Sunday, March 16, 2008
Spring Weekend
Our record setting snow is quickly melting away. Saturday was a beautiful day that began with breakfast at the Prairie Café with stories from Sylvia and Dottie and their adventures in Ecuador. Afterwards, we went birding at Pheasant Branch Conservancy and found three different adult Great Horned Owls, a Northern Shrike and a few Eastern Bluebirds. Calling overhead, flocks of returning Sandhill Cranes flew in steady formation over the woods – very cool to hear them throughout the morning as we searched for new arrivals along the stream corridor.
Sunday was dedicated to an exercise in genuine laziness. I spent a great deal of time watching and photographing backyard birds from a chair on our patio. During spring migration we welcome new arrivals almost daily. Perhaps a few aren't so welcome, though – Common Grackles have returned. They may seem a little fiendish, but I still admire them and their deep iridescent colors - I just wish they weren't so greedy at the feeder with peanut halves.
Several Red-breasted Nuthatches were busy jamming seeds and peanut bits into bark. Cheery songs of Dark-eyed Juncos seem to be increasing with vibrancy – perhaps only another month left to enjoy them until they return in the fall. American Robins were busy surveying territory, claiming it with full song. I sat there, taking it all in. I wore a wool sweater, but not a coat. I was a little chilled, but not cold. The wind wasn't constant, but more akin to spring gently inhaling and exhaling, as if awakening. Between breaths, the nuthatches and chickadees seemed to be more active. Each installment brought calm, the sun returning my warmth and I could hear every little chirp and chatter of my feathered backyard companions.

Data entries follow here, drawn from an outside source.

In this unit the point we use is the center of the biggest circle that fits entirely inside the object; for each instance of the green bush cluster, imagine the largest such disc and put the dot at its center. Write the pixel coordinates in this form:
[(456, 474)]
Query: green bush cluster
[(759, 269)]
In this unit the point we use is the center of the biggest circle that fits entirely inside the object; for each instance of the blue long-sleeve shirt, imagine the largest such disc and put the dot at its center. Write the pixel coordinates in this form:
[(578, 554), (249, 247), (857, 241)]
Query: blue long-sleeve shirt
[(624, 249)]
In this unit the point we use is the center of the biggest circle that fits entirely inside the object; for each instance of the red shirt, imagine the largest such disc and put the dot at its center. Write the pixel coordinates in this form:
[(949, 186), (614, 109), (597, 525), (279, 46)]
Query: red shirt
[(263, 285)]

"There can be little doubt, I think, but that intercourse with Nature and a knowledge of her ways tends to simplicity of life. We come more and more to see through the follies and vanities of the world and to appreciate the real values. We load ourselves up with so many false burdens, our complex civilization breeds in us so many false or artificial wants, that we become separated from the real sources of our strength and health as by a gulf."